Portanto, verifica-se a possibilidade de existência de chamados metaprincípios, os quais estariam acima, inclusive dos princípios constitucionais, no momento em que o operador do Diretor estiver aplicando a norma ao caso concreto, devendo, portanto, ser utilizado como direção, como norte a ser seguido pelo intérprete.

Notas da Autora:

(12) ALEXY, Roberty. Teoria de los derechos fundamentales. Madrid: Centro de Estudios Políticos y Constitucionales, 1998, p. 99.
(13) CARVALHO, Paulo de Barros. Sobre os princípios constitucionais tributários. Revista de Direito Tributário, São Paulo, ano 15, n. 55, janeiro-março de 1991, p. 143/154.
(14) PICAZO, Luís Diez. Los principios generales del Derecho en el pensamiento de F. de Castro. in Anuario de Derecho Civil, t. XXXVI, fasc. 3º, outubro-dezembro/ 83, p. 1267-1268, apud BONAVIDES, Paulo. Curso de Direito Constitucional. 6. ed., rev., atual., ampl., São Paulo: Malheiros, p. 229.
(15) CRISAFULI. La Constituzione e le sue disposizione di principio. Milão, 1952, p. 15, apud BONAVIDES, Paulo. Curso de Direito Constitucional. 6. ed., rev., atual., ampl., São Paulo: Malheiros, p. 230.
(16) NALIN, Paulo. Do contrato: Conceito pós-moderno – Em busca de sua formulação na perspectiva Civil-Constitucional. Pensamento Jurídico – Vol. II, Curitiba: Juruá, 2001, p.96.
(17) CANOTILHO, José Joaquim Gomes. Direito Constitucional. 5. ed. Coimbra: Almedina, 1992, p.56.
(18) NUNES, Luiz Antônio Rizzato. O princípio Constitucional da Dignidade da Pessoa Humana. São Paulo: Saraiva, 2002, p. 38.

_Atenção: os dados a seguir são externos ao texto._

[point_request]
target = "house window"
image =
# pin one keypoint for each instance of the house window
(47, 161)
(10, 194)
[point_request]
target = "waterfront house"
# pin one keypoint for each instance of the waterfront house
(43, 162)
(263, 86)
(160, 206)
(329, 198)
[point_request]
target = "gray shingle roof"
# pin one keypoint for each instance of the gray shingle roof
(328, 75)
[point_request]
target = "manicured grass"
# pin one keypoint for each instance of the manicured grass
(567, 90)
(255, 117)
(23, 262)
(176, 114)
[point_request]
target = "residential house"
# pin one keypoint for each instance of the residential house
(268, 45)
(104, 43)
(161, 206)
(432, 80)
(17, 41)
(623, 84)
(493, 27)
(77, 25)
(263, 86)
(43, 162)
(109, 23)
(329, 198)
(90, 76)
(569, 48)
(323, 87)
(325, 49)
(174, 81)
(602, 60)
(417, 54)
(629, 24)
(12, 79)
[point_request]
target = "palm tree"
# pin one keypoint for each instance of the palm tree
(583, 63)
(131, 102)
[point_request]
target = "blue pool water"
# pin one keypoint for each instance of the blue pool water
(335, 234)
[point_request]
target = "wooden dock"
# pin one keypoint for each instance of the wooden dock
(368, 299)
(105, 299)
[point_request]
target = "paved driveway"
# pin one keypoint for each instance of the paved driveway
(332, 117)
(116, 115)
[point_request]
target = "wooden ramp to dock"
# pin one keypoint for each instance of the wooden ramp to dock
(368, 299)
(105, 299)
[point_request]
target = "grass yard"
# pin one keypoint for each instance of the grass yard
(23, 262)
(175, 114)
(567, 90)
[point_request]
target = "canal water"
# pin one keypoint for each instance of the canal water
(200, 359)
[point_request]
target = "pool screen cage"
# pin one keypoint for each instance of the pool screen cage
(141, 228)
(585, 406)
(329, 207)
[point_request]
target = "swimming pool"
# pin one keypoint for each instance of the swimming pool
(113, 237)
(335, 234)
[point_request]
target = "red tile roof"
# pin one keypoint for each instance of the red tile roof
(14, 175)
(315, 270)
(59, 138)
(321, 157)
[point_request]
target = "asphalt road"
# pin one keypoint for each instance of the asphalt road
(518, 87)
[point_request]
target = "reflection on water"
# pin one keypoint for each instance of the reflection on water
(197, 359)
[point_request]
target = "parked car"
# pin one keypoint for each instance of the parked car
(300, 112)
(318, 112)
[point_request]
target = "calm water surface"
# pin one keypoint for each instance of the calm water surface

(19) CANOTILHO, José Joaquim Gomes. Direito Constitucional. 5. ed. Coimbra: Almedina, 1992, p.56.
(20) ESPÍNDOLA, Ruy Samuel. Conceito de princípios constitucionais: Elementos teóricos para uma formulação dogmática constitucionalmente adequada. 2. ed., rev. atual., ampl., São Paulo: Revista dos Tribunais, 2002, p. 199-200.
(21) CANOTILHO, José Joaquim Gomes. Direito Constitucional. 5. ed. Coimbra: Almedina, 1992, p. 980-981.
(22) NALIN, Paulo. Do contrato: Conceito pós-moderno – Em busca de sua formulação na perspectiva Civil-Constitucional. Pensamento Jurídico – Vol. II, Curitiba: Juruá, 2001, p.96-97.
(23) CARVALHO, Paulo de Barros. Sobre os princípios constitucionais tributários. Revista de Direito Tributário, São Paulo, ano 15, n. 55, janeiro-março de 1991, p. 150.
(24) NUNES, Luiz Antônio Rizzato. O Princípio Constitucional da Dignidade da Pessoa Humana. São Paulo: Saraiva, 2002, p. 42.